Last night I went to hear a poet friend of a poet friend give a reading. It was held at the Richard Hugo House, a vast Victorian house on Capitol Hill, surrounded by a garden, across the street from the neighborhood playfield. I could hear the shouts of people playing outside, a low thrum beneath the voices inside. What I remember from my experience at the Burning Word festival some months ago is that hearing poetry read aloud is an entirely different experience from reading it on the page. I regret to say that I do not remember any of the poems I heard last night, but I remember how they made me feel.

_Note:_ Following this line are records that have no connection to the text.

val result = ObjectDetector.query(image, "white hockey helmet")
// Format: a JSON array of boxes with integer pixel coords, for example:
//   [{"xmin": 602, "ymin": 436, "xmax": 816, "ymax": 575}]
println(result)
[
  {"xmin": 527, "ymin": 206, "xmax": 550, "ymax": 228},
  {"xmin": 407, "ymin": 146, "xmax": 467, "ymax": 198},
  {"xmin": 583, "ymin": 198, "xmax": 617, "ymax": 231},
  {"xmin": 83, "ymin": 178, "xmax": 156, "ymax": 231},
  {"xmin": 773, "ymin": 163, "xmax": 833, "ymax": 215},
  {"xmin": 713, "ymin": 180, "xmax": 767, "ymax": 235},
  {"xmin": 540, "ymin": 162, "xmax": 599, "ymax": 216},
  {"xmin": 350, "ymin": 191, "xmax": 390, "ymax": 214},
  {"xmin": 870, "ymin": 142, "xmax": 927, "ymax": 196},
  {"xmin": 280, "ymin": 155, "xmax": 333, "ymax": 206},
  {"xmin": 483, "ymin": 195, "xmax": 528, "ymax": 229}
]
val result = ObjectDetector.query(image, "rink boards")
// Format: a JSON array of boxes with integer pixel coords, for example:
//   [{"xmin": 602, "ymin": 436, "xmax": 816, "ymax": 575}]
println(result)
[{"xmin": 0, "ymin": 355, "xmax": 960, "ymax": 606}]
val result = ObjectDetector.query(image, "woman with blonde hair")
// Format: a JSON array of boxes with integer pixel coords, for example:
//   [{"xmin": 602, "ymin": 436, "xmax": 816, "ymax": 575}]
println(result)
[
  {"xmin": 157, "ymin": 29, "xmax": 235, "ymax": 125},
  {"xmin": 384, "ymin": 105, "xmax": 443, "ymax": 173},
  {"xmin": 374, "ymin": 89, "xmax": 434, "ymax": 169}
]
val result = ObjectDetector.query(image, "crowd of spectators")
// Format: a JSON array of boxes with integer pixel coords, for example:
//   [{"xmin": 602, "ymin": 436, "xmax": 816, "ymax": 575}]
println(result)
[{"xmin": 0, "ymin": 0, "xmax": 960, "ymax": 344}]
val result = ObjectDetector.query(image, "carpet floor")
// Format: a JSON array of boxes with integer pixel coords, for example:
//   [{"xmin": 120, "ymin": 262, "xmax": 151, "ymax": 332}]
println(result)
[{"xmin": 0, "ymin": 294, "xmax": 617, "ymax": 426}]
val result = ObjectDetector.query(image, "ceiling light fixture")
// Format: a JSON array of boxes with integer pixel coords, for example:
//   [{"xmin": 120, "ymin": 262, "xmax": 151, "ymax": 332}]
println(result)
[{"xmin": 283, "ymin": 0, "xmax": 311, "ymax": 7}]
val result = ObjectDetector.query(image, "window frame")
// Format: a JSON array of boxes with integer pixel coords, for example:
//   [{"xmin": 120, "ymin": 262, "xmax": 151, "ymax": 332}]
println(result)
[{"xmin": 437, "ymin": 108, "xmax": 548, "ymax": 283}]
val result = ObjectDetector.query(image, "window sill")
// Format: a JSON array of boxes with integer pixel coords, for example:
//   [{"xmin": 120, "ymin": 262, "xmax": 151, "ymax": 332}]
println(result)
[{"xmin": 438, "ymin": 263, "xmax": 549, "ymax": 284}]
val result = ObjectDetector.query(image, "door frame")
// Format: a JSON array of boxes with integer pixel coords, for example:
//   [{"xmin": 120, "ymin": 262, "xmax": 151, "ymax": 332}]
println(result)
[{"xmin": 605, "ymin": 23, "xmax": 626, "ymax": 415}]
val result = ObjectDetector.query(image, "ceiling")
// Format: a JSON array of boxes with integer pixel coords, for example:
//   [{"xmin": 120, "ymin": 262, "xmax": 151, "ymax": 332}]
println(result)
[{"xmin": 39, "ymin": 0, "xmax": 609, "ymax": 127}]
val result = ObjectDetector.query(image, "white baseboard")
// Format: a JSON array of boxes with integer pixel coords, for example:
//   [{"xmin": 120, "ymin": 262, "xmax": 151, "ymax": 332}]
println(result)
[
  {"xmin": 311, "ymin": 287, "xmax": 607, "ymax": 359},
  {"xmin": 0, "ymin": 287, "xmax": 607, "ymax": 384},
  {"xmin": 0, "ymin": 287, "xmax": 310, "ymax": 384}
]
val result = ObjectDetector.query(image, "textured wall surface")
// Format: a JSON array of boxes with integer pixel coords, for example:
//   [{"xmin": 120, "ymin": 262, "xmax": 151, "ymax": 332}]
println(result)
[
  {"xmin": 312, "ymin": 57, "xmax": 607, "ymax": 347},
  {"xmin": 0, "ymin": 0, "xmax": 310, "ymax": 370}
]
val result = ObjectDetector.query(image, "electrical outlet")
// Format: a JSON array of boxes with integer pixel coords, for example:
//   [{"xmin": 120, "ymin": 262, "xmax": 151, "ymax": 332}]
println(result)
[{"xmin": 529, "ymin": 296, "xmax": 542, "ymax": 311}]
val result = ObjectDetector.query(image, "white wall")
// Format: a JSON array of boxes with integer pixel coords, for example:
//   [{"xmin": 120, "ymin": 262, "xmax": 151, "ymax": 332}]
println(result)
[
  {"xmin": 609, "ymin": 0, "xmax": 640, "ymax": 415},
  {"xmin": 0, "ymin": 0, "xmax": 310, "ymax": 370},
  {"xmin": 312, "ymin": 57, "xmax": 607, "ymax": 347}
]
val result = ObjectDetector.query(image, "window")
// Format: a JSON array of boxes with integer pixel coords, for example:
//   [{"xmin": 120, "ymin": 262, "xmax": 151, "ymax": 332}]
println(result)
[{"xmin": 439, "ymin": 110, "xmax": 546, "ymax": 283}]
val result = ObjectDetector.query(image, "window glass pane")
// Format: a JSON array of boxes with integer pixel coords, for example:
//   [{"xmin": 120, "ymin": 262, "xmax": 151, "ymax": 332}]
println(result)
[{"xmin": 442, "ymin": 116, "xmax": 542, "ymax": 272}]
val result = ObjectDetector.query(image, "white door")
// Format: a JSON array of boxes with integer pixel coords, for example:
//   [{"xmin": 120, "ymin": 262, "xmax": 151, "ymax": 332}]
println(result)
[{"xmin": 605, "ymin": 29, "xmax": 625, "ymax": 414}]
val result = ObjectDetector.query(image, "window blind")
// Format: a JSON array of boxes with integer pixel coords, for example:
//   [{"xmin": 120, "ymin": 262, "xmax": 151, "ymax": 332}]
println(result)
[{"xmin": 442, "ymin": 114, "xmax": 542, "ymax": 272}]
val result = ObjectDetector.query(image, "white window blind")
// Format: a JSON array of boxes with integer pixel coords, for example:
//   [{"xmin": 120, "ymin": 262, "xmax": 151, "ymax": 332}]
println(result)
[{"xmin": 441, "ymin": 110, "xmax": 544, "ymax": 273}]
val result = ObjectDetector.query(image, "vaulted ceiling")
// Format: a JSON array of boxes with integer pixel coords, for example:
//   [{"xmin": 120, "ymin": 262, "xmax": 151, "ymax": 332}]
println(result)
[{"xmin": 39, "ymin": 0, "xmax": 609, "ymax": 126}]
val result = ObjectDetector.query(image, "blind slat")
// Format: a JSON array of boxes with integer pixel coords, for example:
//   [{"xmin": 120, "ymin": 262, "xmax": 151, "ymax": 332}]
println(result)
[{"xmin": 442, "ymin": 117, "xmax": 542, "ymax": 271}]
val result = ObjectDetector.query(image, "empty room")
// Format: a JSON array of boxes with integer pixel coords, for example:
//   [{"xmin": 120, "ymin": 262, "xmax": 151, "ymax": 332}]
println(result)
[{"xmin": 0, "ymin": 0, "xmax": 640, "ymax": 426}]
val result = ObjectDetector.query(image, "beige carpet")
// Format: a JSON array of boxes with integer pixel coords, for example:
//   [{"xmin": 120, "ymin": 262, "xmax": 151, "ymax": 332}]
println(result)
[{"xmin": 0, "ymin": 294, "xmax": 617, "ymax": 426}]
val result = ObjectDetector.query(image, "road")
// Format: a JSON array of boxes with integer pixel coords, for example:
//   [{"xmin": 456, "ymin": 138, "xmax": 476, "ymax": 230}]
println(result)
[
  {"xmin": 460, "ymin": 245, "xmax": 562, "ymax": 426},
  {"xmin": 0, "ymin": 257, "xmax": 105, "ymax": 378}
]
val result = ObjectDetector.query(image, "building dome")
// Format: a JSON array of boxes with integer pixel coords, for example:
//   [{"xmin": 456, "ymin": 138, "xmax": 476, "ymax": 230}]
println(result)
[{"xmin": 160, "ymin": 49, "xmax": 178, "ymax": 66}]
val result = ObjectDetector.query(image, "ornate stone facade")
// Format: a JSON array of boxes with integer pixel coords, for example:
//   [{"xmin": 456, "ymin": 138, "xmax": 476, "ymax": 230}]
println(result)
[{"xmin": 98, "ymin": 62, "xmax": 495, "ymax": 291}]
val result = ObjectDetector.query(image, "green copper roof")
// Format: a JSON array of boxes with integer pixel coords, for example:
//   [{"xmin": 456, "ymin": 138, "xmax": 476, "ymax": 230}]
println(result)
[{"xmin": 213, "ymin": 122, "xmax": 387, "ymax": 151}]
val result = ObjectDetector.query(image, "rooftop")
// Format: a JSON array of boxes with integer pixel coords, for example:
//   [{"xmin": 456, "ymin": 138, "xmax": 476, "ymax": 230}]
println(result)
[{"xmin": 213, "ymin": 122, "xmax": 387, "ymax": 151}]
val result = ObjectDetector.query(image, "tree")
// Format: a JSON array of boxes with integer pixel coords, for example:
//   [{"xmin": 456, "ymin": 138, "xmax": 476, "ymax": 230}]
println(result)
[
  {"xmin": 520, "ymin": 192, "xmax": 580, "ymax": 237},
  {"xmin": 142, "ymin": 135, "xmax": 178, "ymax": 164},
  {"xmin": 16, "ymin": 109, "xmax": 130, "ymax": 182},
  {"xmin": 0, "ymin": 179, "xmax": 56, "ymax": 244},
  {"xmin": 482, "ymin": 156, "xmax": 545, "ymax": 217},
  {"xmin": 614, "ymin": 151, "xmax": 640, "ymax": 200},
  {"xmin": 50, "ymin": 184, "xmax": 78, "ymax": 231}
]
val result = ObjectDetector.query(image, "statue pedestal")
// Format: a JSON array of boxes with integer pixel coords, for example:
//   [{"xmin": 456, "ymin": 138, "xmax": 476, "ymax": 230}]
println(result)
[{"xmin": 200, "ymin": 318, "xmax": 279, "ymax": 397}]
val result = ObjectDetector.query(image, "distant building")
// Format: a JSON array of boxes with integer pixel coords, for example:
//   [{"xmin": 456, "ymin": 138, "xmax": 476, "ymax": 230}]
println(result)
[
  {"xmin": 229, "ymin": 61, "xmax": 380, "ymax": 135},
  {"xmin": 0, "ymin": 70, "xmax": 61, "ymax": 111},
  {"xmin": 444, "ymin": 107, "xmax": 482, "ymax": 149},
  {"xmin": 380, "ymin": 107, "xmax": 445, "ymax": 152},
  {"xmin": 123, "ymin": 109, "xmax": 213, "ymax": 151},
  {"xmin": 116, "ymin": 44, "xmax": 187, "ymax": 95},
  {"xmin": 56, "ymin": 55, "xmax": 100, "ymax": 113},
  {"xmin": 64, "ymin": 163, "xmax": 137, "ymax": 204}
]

I had met B. at the poetry festival, but I had not heard his work before, and I was completely unprepared for how it made me feel. Perhaps that is the point, for someone’s words to catch you off guard, to stop your heart, stop you. He read a series of poems about death, about his time in Africa, about love, and then again about death. (To put it like that does not even begin to describe how beautiful they were). When he read the poems about death, (I believe they were connected to the end of his mother's life, and the aftermath) I was reminded of something I had written a long time ago, about Tolstoy's The Death of Ivan Ilych, and how reading that story was the closest I had ever come to understanding how it might feel to die. Last night that same feeling came all over me again.
In The Fact and Fictions of Minna Pratt, which I read as a child many years ago, Minna describes how music played in the cavernous performance hall sounded different from how it did in the practice room; how the notes seemed to lift up into the darkness, hang there for a moment, and disappear into nothingness. When I hear music I forget the melodies, but I will remember the feel of it, almost like a touch against my skin. Poetry read aloud is like music, in that way, the words reverberating in the mind, in the heart, for just a moment, before they vanish into the air and are lost. (Particularly if you are like me, who never remembers anything).
Whereas poetry on the page bites into the flesh as starkly as black words on white paper, read aloud (particularly by the poet) it becomes a living creature, takes on the reader's breath, nuance, the words taking on the texture of his voice. Slides along your skin, and then slips away with barely a trace, leaving behind only the faintest of memories.